Stability AI shipped Stable Audio 3 this week — four model variants spanning music and sound-effects generation, with the production-relevant numbers actually disclosed for once. The family: **small-music** (459M diffusion transformer + 108M SAME-S autoencoder, ~567M total, 2-min max, music only), **small-sfx** (same parameter count, SFX only), **medium** (1.4B DiT + 852M SAME-L, ~2.25B total, 6m20s max, both domains), **large** (2.7B DiT + 852M SAME-L, ~3.55B total, 6m20s max, both domains). 44.1 kHz stereo output throughout. The architectural delta is the SAME autoencoder: **4096× downsampling ratio** via two-stage compression (256× patching + 16× transformer resampling), producing 256-dim latents at ~10.76 Hz for 44.1 kHz input.

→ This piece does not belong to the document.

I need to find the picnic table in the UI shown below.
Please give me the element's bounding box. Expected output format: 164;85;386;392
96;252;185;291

Prior audio autoencoders run 1024-2048× — Stable Audio's compression is 2-4× tighter, which is what makes the latency story possible.
The latency numbers on H200 are the headline: small-music generates 120 seconds of instrumental music in **0.45 seconds**. Medium: 0.78s for 120s music, 0.60s for 5s SFX. Large: 0.81s for 120s music, 0.64s for 5s SFX. Eight-step ping-pong sampling, no classifier-free guidance. That's faster-than-realtime by ~267× on small-music — interactive workflow territory, not batch-only. Quality benchmarks: large hits **FAD 0.101** on 120s instrumental music (Fréchet Audio Distance, lower better) and **CLAP 0.393** for text-audio alignment, with a **4.30/5 musicality MOS** from listener study (vs medium's 4.15). On 5s SFX: large FAD 0.358, CLAP 0.370. Editing capabilities: inpainting (single or multi-region — medium FAD 0.046 for single-region edits) and continuation via causal prefix masking. Outpainting not in scope.

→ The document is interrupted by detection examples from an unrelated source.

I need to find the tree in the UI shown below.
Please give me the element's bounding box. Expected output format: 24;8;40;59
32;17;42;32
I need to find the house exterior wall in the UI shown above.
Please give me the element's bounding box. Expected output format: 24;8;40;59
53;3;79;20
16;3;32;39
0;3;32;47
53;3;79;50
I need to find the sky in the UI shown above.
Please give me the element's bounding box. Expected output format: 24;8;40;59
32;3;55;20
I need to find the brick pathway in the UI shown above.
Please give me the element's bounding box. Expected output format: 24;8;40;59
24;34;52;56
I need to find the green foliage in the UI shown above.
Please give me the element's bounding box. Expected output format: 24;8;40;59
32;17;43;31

Ecosystem read: this is the open-weights move that closes meaningful ground on the closed-source SOTA. Small and medium weights ship on HuggingFace under standard Stability licensing terms; the large variant is gated behind enterprise licensing. The release doesn't publish head-to-head comparisons against MusicGen, Suno, Udio, AudioLDM, or ElevenLabs Music — readers should treat the FAD/CLAP/MOS numbers as Stability's self-reported scoring, not a competitive shootout. For builders deploying audio generation in product, the workflow story is the differentiator: 0.45s for 120s music on H200 means a user-facing app can iterate audio in <1s per prompt without queueing. That's the latency floor that turns audio-gen from "render at submit, wait, deliver" into "scrub a generation parameter, hear the change immediately." Repo: github.com/Stability-AI/stable-audio-3.

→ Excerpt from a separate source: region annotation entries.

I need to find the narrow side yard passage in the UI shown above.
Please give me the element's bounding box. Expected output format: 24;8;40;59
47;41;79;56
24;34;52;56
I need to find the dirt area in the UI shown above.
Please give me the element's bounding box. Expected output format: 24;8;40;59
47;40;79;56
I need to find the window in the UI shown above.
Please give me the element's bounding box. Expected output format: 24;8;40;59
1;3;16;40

Monday morning: if you're building audio-gen into a product (game audio, podcast/video creator tools, accessibility, music apps), test the medium variant locally — it's the sweet spot of open-weight + multi-domain + 6m20s duration. Inpainting at FAD 0.046 means you can offer "regenerate this 4-second section" UX without rebuilding the whole track. The large variant's enterprise gating is the catch — if your product needs the +0.15 musicality MOS improvement, plan for licensing conversations with Stability. Honest unaddressed gaps: no vocal generation discussion (instrumental + SFX only mentioned), no training-data disclosure (copyright questions for commercial music outputs remain open), no head-to-heads vs Suno/Udio (the obvious comps), no comparison to ElevenLabs Music. The open weights at small/medium are the architectural-template release; production deployments need to do their own licensing audit before commercial ship.